McChrystal found security worse than he expected when he took command this summer to lead what Mr. Obama described as a narrowed, intensive campaign to uproot al Qaeda and prevent the terrorist group from again using Afghanistan as a safe haven.
In the interviews taped Friday at the White House, Mr. Obama said he's asking these questions of the military: "How does this advance America's national security interests? How does it make sure that al Qaeda and its extremist allies cannot attack the United States homeland, our allies, our troops who are based in Europe?"
"If supporting the Afghan national government and building capacity for their army and securing certain provinces advances that strategy, then we'll move forward," the president continued. "But if it doesn't, then I'm not interested in just being in Afghanistan for the sake of being in Afghanistan."
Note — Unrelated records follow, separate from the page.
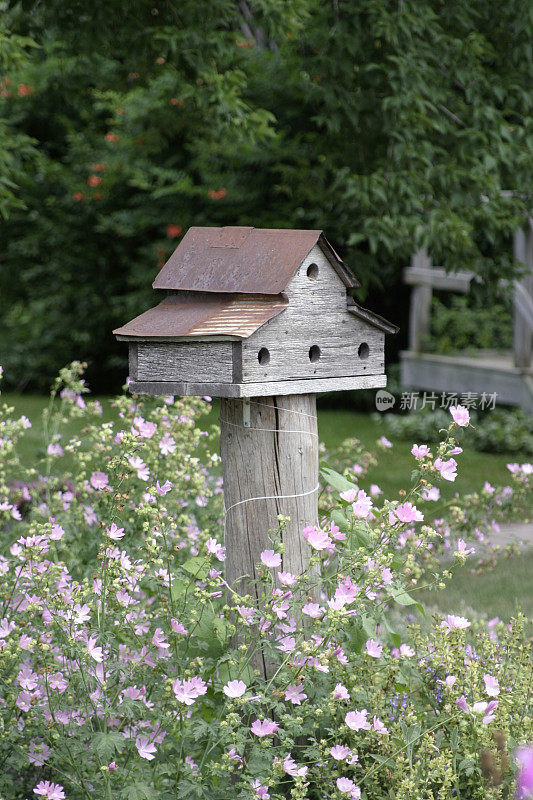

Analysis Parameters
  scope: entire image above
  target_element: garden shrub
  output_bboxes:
[426,291,513,355]
[0,364,532,800]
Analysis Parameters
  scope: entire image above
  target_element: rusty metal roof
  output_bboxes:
[113,292,288,340]
[153,226,359,295]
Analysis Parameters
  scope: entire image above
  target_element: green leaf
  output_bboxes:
[320,467,357,492]
[391,586,426,616]
[120,781,160,800]
[181,556,210,581]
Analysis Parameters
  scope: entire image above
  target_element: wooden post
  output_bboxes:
[513,220,533,369]
[220,394,318,597]
[409,249,433,353]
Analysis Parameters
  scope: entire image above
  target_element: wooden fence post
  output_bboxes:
[220,394,318,599]
[409,248,433,353]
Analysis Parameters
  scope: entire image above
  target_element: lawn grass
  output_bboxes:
[0,393,516,500]
[416,550,533,620]
[0,394,533,619]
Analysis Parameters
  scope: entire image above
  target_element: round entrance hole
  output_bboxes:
[357,342,370,358]
[257,347,270,367]
[307,264,318,281]
[309,344,322,364]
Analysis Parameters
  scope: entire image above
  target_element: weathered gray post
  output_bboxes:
[114,227,397,624]
[220,394,318,591]
[513,219,533,369]
[409,248,433,353]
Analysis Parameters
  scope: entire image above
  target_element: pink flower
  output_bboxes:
[472,700,498,725]
[159,433,176,456]
[372,717,389,736]
[454,539,476,558]
[440,614,471,633]
[205,539,226,561]
[365,639,383,658]
[278,572,296,586]
[394,502,424,522]
[135,736,156,761]
[87,635,104,664]
[222,681,246,697]
[172,677,207,706]
[261,550,281,567]
[302,525,333,550]
[483,675,500,697]
[433,458,457,482]
[128,456,150,481]
[422,486,440,502]
[450,406,470,428]
[333,683,350,700]
[0,617,15,639]
[329,744,352,761]
[152,628,170,650]
[455,694,468,714]
[344,708,370,731]
[250,719,279,738]
[48,517,65,542]
[352,489,372,519]
[105,522,124,542]
[33,781,65,800]
[283,753,307,778]
[337,778,355,794]
[252,778,270,800]
[515,747,533,800]
[302,603,324,619]
[285,684,307,706]
[28,741,52,767]
[381,567,394,585]
[339,487,358,503]
[90,472,109,490]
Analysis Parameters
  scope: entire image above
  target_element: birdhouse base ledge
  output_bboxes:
[129,375,387,397]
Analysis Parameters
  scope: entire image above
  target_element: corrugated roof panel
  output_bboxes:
[113,293,288,339]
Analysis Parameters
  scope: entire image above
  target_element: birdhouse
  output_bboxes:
[114,227,397,398]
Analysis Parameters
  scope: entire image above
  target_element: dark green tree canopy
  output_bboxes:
[0,0,533,386]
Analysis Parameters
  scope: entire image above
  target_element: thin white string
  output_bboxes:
[224,484,320,519]
[220,399,320,520]
[247,398,316,419]
[220,418,318,439]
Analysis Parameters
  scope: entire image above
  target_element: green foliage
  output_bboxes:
[427,295,513,354]
[0,362,533,800]
[0,0,533,388]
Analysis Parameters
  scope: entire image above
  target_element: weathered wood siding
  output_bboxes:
[240,245,385,383]
[136,342,233,383]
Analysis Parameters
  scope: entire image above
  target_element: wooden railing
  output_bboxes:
[404,219,533,369]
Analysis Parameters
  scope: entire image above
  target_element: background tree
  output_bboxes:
[0,0,533,388]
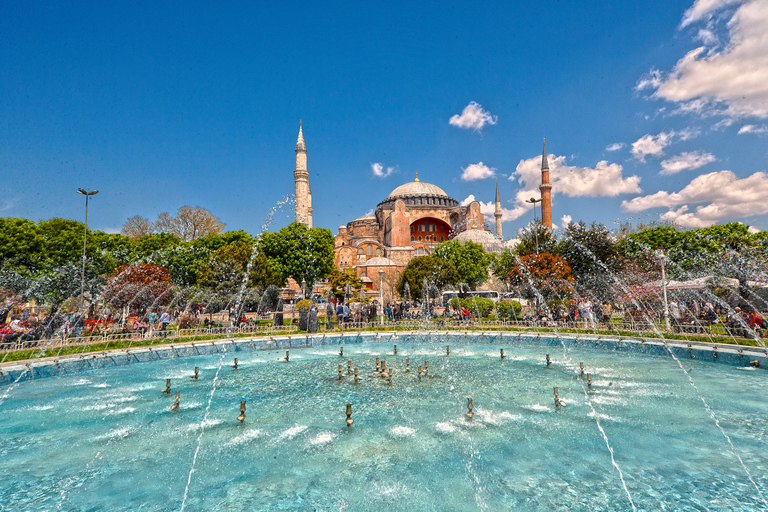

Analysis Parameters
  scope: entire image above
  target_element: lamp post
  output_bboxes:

Mr. Obama has ordered 21,000 more troops to Afghanistan, increasing the number of U.S. forces there to a record 68,000, and watched as Marines pushed deep into Taliban-controlled districts ahead of Afghanistan's national elections in August.
The disappointing outcome of the voting - no definitive winner weeks later and mounting allegations that the incumbent President Hamid Karzai rigged the election - is coloring both Mr. Obama's view of the conflict and the partisan debate.
Sen. Carl Levin, the Democratic chairman of the Senate Armed Services Committee, has told Mr. Obama he wants no new troop requests - at least until the United States makes a bolder effort to expand and train Afghanistan's own armed forces.
On Sunday, Levin addressed the give-and-take over McChrystal's report.
"I think what's going on here is that there is a number of questions which are being asked to Gen. McChrystal about some of the assumptions which have been previously made in the strategy, including that there would be an election which would be a stabilizing influence instead of a destabilizing influence," said Levin.
The Senate's Republican leader, Mitch McConnell of Kentucky, said Mr. Obama should follow the military's advice. McConnell said Petraeus "did a great job with the surge in Iraq. I think he knows what he's doing. Gen. McChrystal is a part of that. We have a lot of confidence in those two generals. I think the president does as well."